What powers the creation of these multiple universes?
Did you ever wonder how the holes get into Swiss cheese? Carbon dioxide builds up inside the cheese and forms bubbles which grow, causing the holes. String theorists tell us that universes spontaneously appear to grow within a “hyperspace” they call “the bulk.”
An inexhaustible source of energy, called the “quantum foam,” powers this process. And it’s happening continuously.
I like to think of it as a gigantic hotel with 10 to the 500th rooms. Each room represents a unique universe. Open the door to the room numbered 2,345,677,009,567,212,333 and you may see a fiery furnace of a universe, in which no life forms can exist. The room next door is totally black. In this universe, the constants of nature and the laws of physics were such that no stars or galaxies were able to form. At least one of these rooms must contain a universe that is friendly to humans. We know this is true because we exist!
So Why Do We Exist?
You can probably now answer the question, “How is it that we find ourselves in so hospitable a universe?” It’s just one among a multitude of universes. In our universe, the constants of nature and the laws of physics are exactly what we need them to be so that we can exist.
We would only have come into being in a universe that could sustain human life.
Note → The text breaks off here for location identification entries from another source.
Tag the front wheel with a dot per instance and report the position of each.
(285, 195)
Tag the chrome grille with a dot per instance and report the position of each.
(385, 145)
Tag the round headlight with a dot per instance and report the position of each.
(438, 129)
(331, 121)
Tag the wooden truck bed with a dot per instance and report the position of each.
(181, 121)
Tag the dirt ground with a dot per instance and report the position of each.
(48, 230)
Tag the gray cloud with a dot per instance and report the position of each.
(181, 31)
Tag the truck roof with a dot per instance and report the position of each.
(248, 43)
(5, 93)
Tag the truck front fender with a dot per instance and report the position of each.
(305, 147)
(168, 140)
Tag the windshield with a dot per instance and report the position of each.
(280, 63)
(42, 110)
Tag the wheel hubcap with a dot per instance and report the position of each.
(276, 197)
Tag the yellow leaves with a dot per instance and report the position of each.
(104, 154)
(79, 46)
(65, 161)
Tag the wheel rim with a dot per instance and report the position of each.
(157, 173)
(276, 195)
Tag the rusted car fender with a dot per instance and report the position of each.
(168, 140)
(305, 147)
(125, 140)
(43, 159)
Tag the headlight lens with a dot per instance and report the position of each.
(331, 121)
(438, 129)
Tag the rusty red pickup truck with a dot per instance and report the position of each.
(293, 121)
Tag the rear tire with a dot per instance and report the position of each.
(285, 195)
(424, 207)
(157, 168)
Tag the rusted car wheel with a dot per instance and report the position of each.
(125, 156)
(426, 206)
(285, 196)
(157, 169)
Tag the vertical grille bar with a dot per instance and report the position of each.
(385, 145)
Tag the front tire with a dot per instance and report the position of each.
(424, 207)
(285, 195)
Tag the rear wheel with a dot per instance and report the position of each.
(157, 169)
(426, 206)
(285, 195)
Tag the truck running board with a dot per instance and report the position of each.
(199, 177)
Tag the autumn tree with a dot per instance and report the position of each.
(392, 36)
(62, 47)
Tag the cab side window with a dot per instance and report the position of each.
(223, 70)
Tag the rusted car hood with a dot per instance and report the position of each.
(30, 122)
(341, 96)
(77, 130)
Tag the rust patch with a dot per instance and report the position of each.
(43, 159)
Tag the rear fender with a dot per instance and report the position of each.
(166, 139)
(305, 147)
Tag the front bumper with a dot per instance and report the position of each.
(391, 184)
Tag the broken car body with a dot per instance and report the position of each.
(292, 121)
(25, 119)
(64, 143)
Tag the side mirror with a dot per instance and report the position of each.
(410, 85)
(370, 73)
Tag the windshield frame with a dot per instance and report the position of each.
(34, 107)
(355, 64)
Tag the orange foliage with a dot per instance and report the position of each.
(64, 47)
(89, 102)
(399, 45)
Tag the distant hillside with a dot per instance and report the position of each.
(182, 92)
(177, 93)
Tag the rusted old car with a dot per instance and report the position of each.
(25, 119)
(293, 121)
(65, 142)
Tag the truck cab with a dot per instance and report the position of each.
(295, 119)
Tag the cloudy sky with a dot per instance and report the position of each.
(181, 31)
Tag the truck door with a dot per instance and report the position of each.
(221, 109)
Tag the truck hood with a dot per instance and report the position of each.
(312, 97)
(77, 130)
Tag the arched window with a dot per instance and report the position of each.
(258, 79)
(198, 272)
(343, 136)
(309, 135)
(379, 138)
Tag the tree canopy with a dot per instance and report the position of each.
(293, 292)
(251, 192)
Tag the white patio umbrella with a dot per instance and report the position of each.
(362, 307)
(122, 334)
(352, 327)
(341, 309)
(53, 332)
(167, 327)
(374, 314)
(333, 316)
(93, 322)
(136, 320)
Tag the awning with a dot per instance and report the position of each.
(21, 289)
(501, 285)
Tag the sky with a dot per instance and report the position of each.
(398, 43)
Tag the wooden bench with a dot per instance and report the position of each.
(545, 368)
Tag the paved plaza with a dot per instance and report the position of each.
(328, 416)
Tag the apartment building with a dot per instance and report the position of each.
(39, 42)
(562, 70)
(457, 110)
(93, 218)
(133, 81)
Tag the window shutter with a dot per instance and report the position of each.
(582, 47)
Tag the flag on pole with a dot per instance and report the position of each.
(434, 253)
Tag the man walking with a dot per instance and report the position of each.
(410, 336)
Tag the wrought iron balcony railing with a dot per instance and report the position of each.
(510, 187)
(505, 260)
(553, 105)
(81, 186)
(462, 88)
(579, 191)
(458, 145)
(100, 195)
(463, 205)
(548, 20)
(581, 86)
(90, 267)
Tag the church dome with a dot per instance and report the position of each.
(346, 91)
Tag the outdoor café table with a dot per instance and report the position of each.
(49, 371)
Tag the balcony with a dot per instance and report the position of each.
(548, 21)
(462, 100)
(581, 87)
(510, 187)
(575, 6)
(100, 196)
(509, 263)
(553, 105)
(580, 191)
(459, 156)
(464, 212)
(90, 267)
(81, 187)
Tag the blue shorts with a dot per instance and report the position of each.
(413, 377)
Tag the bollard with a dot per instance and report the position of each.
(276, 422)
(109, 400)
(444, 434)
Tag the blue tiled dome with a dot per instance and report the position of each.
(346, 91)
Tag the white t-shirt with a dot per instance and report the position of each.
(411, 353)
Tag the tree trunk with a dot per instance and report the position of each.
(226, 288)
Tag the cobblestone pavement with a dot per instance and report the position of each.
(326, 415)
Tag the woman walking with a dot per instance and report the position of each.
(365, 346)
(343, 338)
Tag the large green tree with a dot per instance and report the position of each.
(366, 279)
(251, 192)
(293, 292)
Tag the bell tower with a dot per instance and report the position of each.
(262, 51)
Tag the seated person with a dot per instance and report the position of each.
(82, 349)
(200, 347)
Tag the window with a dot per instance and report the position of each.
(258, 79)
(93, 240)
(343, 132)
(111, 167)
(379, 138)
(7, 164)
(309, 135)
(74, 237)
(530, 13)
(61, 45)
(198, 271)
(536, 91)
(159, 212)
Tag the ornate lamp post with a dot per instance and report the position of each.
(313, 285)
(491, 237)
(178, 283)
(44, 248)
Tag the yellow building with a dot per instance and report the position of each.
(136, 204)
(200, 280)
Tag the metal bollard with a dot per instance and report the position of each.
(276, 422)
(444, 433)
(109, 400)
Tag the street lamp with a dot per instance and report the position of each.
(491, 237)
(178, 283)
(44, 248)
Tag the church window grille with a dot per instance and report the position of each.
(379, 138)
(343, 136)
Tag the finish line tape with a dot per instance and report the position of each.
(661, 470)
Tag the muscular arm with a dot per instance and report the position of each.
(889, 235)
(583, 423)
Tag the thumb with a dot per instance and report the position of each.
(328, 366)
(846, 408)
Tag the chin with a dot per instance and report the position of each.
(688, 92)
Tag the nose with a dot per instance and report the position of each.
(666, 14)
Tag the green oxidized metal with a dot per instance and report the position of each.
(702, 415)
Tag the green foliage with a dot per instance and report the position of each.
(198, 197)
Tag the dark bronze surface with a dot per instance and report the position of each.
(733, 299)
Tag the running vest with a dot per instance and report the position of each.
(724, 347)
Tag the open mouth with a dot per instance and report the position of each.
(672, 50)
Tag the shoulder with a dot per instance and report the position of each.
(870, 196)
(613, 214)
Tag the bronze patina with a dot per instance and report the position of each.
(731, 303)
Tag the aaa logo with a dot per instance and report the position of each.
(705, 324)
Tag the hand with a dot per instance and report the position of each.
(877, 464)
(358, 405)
It is just a matter of chance that the hidden dimensions were arranged in a way that caused the strings to create our particular universe, one among countless others. From a string theory viewpoint, it’s no more complicated than that.
Detecting other universes
Is it possible for us to detect other universes? Occasionally two universes could collide. Imagine two water balloons bumping into each other. That would cause ripples to form and spread throughout each balloon. Now imagine two universes colliding. The collision should cause similar ripples, only this time they are gravity waves. We are on the verge of being able to detect such waves with current instruments. Should we find a gravitational wave without any apparent source within our universe (a big “if”), we might be able to attribute that to a collision of universes.
Physicists have already detected gravitational waves caused by black holes spiraling into each other. These events caused small ripples in spacetime which were detected in 2015 at the Laser Interferometer Gravitational-Wave Observatory (LIGO) in Washington and Louisiana. So, the current technology should theoretically be able to detect the much larger ripples in space-time caused by the collision the video another universe with ours.
Might there be practical applications of string theory?
If string theory is correct, it points to a way to unify the four forces of nature: gravity, electromagnetism, the strong force and the weak force. All attempts to unify these forces have failed so far. But string theory gives scientists some hope that it can be done.
It’s hard to imagine a practical application of string theory to our daily lives. But the same was said about quantum theory in its infancy. And quantum theory lead to a host of devices that we use and depend on, such as the smart phone and the GPS. The entire computer industry is based on an understanding of the quantum properties of the element silicon. A unified field theory, the “Holy Grail” of physics, may ultimately open doors that we did not even know existed.
We are just beginning to understand such remarkable phenomena as quantum entanglement, where two particles put in close contact and then separated, can communicate with each other over immense distances faster than the speed of light could relay the information. And we are just beginning to develop practical quantum computers that solve problems in a few moments that now would take the rest of the time available in the universe to solve.
A theory of everything, powered by tiny vibrating strings, might advance our technological prowess even further, enabling us to survive the many challenges facing humanity in the future.